Congestive heart failure with global left ventricular dysfunction, mimicking dilated cardiomyopathy, may also occur in patients with coronary ischemia and valve disease.
Dilated cardiomyopathy is characterized by ventricular chamber enlargement and systolic dysfunction with normal left ventricular wall thickness (see the image below).
Right ventricular dilatation and dysfunction may be present but are not necessary for the diagnosis.
Gross heart specimen from a patient with dilated cardiomyopathy who died in end-stage heart failure. Defibrillator leads are in the right heart. The ventricles are dilated with normal ventricular wall thicknesses, imparting an appearance of thin ventricular walls. The ventricles are dilated more than the atria.

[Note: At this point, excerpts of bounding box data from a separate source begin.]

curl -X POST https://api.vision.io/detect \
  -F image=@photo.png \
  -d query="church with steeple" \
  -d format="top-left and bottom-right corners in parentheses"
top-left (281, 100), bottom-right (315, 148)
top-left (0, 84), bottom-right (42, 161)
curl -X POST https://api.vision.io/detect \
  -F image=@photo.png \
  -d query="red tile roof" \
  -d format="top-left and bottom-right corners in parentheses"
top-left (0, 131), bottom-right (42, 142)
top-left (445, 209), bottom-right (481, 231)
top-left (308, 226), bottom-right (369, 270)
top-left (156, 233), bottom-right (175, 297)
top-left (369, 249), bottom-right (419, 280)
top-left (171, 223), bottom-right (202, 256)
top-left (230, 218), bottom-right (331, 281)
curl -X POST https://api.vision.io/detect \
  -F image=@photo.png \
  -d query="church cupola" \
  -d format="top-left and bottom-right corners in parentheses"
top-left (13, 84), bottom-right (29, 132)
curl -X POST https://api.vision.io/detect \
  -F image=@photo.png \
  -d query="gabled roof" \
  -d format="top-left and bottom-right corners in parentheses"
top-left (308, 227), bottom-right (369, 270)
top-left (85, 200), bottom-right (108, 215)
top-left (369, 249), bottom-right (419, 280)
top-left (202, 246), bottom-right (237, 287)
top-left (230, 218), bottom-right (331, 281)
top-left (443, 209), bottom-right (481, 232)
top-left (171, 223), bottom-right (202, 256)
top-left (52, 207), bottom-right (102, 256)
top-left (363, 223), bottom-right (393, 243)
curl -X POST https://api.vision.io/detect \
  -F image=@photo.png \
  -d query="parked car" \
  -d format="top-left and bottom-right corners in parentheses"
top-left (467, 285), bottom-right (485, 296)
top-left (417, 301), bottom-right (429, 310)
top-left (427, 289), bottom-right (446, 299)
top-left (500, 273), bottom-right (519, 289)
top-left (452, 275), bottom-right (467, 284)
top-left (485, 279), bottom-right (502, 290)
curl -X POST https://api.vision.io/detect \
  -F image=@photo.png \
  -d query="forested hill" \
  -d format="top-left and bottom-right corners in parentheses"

Dilated cardiomyopathy is a diffuse process, and cardiomyocytes of both ventricles (see the image below) are involved; atrial function is also decreased. A primary heart muscle disease, dilated cardiomyopathy has no clear cause. Heart transplantation is the treatment of choice.
Heart section from a cardiac explant in a patient with end-stage cardiomyopathy. Note the cardiomyocyte multinucleation. The change is nonspecific and can be seen in heart failure from any cause.